Grazie allo sguardo impietoso di Meg, Nick è costretto ad ammettere i propri errori e meschinità per poter intraprendere un difficile percorso di ricostruzione. Inoltre, il film ci mostra come invecchiando i desideri e le aspirazioni non svaniscono, sbiadiscono soltanto, vengono come offuscati dietro a una patina di disillusioni: i sogni rimangono, dunque, dentro a un corpo che li avvolge di grasso e dolori reumatici, e sta a noi trovare la forza di risvegliarli. Il film è sorretto dalla preziosa sceneggiatura di Kureishi, che in un recente saggio scriveva: «L’immaginazione non è soltanto uno strumento artistico. Non possiamo delegare le congetture agli artisti. O meglio: che ci piaccia o no, siamo tutti condannati a essere artisti. Siamo i creatori e gli artisti delle nostre vite, del futuro e del passato (…). Siamo artisti nel modo in cui vediamo, interpretiamo, e costruiamo il mondo. Alla fine, là fuori non c’è nulla tranne che quello che noi ne facciamo. E se ne facciamo qualcosa di più o qualcosa di meno, è un interrogativo quotidiano su una semplice questione: come vogliamo vivere e chi vogliamo essere». In tal senso, Kureishi utilizza il viaggio a Parigi per mostrarci un crollo esistenziale e affettivo, che risulta però un utile rituale purificatorio per una difficoltosa quanto indispensabile rinascita.
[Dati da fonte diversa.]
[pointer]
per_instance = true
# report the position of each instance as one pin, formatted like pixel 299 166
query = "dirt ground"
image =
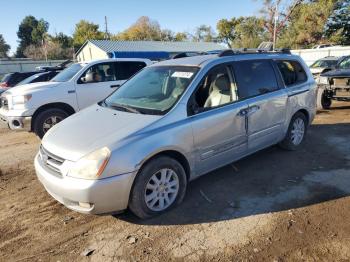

Il passato è passato, e i rimpianti per i propri errori sono un elemento inevitabile e quasi “fisiologico” dell’invecchiamento, oltre a ciò, il tempo scorre inesorabile, ma colta con uno sguardo rinnovato, la vita è capace di offrirci nuove e inusitate risorse. Così la danza della coppia nell’ultima scena non è un semplice escamotage per uscire dall’empasse di un finale altrimenti malinconico, ma un inno alla forza creativa di un uomo e una donna che affrontano le proprie piccolezze, i difetti e le inconciliabilità, ma che oltre a ciò, o forse anche grazie a tale impietosa analisi della propria vita, ritrovano una giovinezza interiore che è la fiamma che serve per continuare a vivere, e ad amare.